Based on the answers to these questions, the business can decide who should have access to various resources—and, more importantly, who does not need access to perform their role.

The business can then create policies and processes to ensure that access is controlled and managed by each type of data’s usage requirements and security implications.

Ensuring Return on Investment

As with most cybersecurity investments, there are many options and extents to which zerotrust can be implemented. Businesses should use a risk-based approach to determine the right investment level and the technologies used to implement zero-trust.

If expertise does not exist in-house, then temporary expertise or partners can be leveraged to ensure the right technology mix is selected and ongoing operations can be managed.
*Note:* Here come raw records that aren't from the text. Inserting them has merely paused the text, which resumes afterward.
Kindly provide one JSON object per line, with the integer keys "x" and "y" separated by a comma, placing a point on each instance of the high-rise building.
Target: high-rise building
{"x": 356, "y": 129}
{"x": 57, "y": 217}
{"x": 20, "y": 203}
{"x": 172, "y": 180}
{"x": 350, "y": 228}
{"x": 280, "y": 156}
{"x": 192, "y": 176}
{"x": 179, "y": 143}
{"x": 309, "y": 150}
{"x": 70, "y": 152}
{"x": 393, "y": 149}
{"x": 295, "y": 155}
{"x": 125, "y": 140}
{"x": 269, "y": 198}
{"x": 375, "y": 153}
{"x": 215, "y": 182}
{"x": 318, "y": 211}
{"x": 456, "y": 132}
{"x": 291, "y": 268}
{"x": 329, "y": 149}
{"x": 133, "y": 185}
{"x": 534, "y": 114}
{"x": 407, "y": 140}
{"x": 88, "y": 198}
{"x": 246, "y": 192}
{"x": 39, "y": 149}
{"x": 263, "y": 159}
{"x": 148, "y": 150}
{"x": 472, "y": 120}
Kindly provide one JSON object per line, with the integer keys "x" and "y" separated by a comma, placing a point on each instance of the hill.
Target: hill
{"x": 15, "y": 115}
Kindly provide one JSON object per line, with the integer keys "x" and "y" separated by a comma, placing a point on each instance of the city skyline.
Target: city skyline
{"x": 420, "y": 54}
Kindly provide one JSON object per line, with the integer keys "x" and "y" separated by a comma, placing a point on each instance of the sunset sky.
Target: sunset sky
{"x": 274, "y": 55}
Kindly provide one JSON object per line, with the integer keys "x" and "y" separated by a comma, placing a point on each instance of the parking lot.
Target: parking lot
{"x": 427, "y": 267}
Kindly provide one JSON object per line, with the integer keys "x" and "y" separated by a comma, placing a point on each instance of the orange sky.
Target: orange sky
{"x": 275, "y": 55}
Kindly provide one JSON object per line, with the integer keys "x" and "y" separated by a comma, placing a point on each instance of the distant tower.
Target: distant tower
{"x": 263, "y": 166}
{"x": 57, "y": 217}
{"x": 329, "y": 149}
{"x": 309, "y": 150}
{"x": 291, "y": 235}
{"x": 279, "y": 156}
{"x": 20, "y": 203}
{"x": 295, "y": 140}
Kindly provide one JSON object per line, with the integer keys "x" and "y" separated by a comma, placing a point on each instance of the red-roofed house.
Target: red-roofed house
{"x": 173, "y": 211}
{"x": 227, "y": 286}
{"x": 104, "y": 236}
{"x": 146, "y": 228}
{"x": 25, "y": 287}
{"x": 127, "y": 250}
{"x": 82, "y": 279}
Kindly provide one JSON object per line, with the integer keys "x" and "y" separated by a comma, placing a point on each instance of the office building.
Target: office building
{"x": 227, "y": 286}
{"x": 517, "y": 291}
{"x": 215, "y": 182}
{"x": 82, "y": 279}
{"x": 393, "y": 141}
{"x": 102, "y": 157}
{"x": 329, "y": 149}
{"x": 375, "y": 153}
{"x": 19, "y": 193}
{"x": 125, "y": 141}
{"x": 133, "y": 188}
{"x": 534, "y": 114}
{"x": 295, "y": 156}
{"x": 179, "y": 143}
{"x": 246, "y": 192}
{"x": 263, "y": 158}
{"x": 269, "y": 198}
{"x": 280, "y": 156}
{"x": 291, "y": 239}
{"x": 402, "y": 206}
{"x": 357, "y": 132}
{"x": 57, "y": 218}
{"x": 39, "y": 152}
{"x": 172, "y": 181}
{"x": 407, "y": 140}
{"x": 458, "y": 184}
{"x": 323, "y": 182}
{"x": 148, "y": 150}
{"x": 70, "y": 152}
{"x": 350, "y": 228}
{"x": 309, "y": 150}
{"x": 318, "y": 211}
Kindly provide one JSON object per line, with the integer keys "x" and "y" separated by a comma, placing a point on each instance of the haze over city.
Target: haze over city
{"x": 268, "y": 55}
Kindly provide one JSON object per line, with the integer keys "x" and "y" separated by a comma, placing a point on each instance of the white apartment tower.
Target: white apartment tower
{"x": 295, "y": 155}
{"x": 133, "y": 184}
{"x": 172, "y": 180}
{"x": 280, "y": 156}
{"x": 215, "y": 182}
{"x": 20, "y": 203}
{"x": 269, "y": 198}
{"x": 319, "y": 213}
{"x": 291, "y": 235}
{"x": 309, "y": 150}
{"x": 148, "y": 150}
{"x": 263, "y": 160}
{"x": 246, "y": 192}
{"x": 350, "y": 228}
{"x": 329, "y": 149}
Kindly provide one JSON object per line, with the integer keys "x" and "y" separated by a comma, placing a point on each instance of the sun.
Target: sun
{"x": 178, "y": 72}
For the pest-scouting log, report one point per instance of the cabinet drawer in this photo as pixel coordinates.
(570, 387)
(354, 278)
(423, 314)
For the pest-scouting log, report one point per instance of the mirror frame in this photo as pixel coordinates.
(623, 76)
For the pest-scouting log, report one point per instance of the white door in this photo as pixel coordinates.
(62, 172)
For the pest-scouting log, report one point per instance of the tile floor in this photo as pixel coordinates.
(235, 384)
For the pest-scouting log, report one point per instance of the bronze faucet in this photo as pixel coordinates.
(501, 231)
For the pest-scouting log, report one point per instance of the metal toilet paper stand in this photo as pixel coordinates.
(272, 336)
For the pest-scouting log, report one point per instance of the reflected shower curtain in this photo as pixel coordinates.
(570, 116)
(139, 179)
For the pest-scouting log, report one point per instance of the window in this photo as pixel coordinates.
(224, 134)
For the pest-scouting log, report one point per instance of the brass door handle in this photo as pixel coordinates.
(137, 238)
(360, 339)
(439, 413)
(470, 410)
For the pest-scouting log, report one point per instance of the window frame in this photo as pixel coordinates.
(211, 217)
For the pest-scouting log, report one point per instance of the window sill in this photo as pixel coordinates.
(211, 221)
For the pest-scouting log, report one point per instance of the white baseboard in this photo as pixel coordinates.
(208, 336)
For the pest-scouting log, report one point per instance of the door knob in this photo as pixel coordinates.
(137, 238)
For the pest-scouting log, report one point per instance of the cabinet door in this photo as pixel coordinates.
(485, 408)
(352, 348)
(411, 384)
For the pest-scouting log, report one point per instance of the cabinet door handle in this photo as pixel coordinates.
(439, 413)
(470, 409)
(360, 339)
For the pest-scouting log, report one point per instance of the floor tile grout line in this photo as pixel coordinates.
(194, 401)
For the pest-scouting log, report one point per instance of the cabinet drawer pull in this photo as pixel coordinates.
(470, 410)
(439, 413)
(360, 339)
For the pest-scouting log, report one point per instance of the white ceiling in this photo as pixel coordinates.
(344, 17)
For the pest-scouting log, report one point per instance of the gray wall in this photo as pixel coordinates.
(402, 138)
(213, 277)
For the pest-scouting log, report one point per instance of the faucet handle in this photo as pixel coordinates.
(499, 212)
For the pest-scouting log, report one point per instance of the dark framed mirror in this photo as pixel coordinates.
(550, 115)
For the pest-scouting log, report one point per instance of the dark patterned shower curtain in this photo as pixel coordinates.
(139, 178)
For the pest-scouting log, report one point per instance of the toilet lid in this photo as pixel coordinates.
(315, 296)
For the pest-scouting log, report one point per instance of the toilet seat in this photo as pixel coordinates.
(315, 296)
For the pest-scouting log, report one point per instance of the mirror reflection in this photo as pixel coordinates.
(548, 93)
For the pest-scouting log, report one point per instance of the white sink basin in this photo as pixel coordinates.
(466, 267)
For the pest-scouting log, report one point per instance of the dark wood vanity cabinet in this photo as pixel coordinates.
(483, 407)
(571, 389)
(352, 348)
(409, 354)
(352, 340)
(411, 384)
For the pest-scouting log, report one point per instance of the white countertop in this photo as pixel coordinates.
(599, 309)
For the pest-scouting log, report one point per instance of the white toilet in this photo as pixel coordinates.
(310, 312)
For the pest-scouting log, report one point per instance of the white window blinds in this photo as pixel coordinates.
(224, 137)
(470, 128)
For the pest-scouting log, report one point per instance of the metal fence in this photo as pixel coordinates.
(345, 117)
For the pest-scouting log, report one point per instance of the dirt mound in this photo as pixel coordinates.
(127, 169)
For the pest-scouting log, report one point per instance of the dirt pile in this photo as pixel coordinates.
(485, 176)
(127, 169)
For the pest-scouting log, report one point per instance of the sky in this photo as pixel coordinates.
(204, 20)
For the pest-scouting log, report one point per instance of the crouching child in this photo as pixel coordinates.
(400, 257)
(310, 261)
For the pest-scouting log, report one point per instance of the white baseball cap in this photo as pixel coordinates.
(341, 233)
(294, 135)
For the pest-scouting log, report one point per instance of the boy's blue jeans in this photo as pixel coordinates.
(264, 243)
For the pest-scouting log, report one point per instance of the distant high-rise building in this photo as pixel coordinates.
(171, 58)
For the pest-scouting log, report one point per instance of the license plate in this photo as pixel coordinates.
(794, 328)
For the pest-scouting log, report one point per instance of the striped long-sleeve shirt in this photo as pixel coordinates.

Without expert guidance, it’s too easy to waste a cybersecurity budget on solutions that cover one area of security to a depth not required by the business—leaving other areas of cybersecurity under-invested in and open to exploitation. As mentioned, many businesses are already using software solutions that contain zero trust features. However, vendors attempting to sell a discrete security solution may ignore these options to justify their own costs.

When seeking external assistance in building a zero trust strategy and selecting technologies or initiatives to implement, businesses should look for partners interested in their long-term security rather than vendors who want to sell an individual product or service.

Conclusion

With businesses evolving to a distributed model that leverages more external SaaS subscriptions, and cyber threats evolving to take advantage of this setup, cybersecurity must also evolve.

A key part of this transformation is a security approach known as zero-trust. Zero-trust enables increased security and improved user experience while supporting remote working, BYOD initiatives and business-critical SaaS solutions.

Zero-trust is an approach to cybersecurity, rather than a solution in and of itself, and should be considered when securing all technology and data assets.